ミニバケツに山盛り2つ、みんなでわけてね、ということで、家族のいる私は必然的に、みんなより多めに袋に入れて持ち帰る。
子どもを迎えに行った先の実家で、三分の一を渡し、残りは冷蔵庫へ。
さあ、どうやって食べようか。
とりあえず、輪切りのすだちに砂糖をかけて、レンジで加熱し、すだちジュースを作っていただく。
次の日は、9月といえどもまだ暑い日だったので、夕飯にすだちうどんにする。
酸味が特に好きではない私にとって、お店でもなかなか選ばないメニューだが、麺類なら部活で食欲減退中の長男でも食べられるだろう。
三人兄弟のお腹を満たすべく、豚しゃぶも大量にのせて、麺つゆをかける。
どうやって食べるの?
このすだちは食べるの?
と、その美味しさに半信半疑な息子たちは口々にたずねるが、まあ、食べてみてよ、と私もどのくらいすだちを入れていいのか、あまりよくわからないまま盛り付けた。
食べて納得のすだちの威力、なるほど!と言いながら、どんどん食べ進められた。
これ、お父さんがいたら、すだちうどんを夕飯に出したと思う?
と、子どもたちに訊ねてしまう。
もちろん、答えはNOだ。
好き嫌いが多く、食わず嫌い、「すだちを取ってくれ」と夫に言われるのがわかりきっているのに、作る気になれない。
もともと食事を作るのが得意ではない私にとって、夫の好み通りの夕食を作るのは、ある意味簡単なことだった。7種類くらいの定番メニューを繰り返し出せば、それで良かった。

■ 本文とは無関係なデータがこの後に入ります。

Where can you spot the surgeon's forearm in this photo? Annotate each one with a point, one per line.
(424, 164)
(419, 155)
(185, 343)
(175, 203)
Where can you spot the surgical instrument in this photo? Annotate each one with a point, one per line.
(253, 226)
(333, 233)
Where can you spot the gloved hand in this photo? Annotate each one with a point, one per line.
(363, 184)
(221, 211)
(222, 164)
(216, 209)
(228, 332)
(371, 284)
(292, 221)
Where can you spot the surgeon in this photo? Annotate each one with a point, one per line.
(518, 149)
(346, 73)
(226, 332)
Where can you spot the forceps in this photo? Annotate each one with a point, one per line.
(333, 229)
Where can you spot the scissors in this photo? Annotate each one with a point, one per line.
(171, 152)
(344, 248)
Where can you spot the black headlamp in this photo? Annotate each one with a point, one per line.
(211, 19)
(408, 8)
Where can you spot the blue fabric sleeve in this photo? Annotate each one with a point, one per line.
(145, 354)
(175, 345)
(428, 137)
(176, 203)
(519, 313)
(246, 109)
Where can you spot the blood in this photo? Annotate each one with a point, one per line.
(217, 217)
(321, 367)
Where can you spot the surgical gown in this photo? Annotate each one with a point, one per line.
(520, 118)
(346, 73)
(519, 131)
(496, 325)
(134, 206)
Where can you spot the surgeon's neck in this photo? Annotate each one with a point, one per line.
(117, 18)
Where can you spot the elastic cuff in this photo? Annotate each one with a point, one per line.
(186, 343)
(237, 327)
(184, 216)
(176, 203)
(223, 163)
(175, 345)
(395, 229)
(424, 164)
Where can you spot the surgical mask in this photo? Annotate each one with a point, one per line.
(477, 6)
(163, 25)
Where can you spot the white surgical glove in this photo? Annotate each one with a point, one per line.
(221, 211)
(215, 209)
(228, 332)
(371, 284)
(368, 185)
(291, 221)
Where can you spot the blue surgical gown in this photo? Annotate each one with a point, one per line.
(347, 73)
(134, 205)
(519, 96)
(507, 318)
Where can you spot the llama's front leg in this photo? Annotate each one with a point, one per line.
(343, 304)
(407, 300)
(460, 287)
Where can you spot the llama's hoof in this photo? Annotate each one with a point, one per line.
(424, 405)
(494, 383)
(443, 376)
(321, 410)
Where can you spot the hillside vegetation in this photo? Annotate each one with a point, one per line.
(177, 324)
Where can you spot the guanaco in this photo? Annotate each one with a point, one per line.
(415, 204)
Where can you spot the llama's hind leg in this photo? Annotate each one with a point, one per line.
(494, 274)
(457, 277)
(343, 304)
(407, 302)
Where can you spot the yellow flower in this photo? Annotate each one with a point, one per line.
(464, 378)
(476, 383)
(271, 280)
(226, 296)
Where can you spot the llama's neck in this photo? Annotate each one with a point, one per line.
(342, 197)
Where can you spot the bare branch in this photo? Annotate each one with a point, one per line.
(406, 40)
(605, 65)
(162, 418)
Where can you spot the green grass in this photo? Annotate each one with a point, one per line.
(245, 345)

しかし、子どもができてからは、本当にそれが窮屈で重荷だった。日本に生まれてきて、これだけ豊かな和食文化があるのに、野菜や魚を食べさせなくていいのか?
田畑から生まれる農作物が美味しいこの地域において、お隣さんからいただく野菜を夕飯に出せないつらさ、くやしさ、不自由さ。私にもっと料理の腕前があれば、夫の偏見を覆し、食べてもらえたかもしれないが、そんな努力ができるだけの時間も気力もない。
でも、今は。
食べ盛りのあなたたちに、どんどん食べてもらって幸せよ、と話す。
ごめんなさい、お父さんのことを悪く言うのは、よくないことと、わかってはいるのだが、本当のところを納得してもらいたい、弱い母を許してほしい。